Arguably one of the most infamous institutions in the Western world, the Sicilian mafia, first appeared in Sicily in the 1870s and soon infiltrated the economic and political spheres of Italy and the United States.
Dr Arcangelo Dimico, Lecturer in Economics from Queen’s Management School, and the research team hypothesized that the Sicilian mafia rose to power due to the high public demand for oranges and lemons following physician James Lind’s discovery in the late eighteenth century that citrus fruits could prevent and cure scurvy, due to their high levels of vitamin c.
Dr Dimico said: “Although outcomes of the mafia’s actions such as murders, bombings, and embezzlement of public money have been observed during the last 140 years, the reasons behind its emergence are still obscure.
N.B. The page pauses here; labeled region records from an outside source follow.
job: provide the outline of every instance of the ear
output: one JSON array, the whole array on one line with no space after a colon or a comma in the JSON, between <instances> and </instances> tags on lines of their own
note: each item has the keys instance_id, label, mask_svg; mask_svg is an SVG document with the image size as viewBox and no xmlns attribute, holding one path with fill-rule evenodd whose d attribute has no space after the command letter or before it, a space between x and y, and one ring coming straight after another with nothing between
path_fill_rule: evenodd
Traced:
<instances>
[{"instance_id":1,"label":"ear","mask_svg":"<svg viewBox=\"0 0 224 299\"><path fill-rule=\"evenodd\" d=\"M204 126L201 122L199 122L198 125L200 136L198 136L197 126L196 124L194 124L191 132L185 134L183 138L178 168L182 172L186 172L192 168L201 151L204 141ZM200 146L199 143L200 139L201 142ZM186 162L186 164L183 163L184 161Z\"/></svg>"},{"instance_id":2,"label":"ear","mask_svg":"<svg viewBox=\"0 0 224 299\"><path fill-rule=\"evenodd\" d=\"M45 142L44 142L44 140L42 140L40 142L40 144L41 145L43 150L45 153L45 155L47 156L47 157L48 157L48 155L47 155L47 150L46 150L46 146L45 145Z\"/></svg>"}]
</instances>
The researchers used two unique data sets from Sicilian towns and districts gathered from a parliamentary inquiry conducted between 1881–1886 (Damiani 1886) and from 1900 (Cutrera 1900). They found that mafia presence in the 1880s is strongly associated with the prevalence of citrus cultivation.
Dr Dimico added: “Given Sicily’s dominant position in the international market for citrus fruits, the increase in demand resulted in a very large inflow of revenues to citrus-producing towns during the 1800s. Citrus trees can be cultivated only in areas that meet specific requirements, such as mild and constant temperature throughout the year and abundance of water, guaranteeing substantial profits to relatively few local producers.
“The combination of high profits, a weak rule of law, a low level of interpersonal trust, and a high level of local poverty made lemon producers a suitable target for predation, as there was little means to effectively enforce private property rights. Lemon producers, therefore, resorted to hiring mafia affiliates for private protection and to act as intermediaries between the retailers and exporters in the harbours.”
Until now the Sicilian mafia’s origins have always thought to have been a consequence of the weak institutional setting related to the failure of the feudal system present in Sicily and from the political instability in Italian history. However this research is the first piece of evidence to suggest that their rise to power was actually due to the boom in the economy.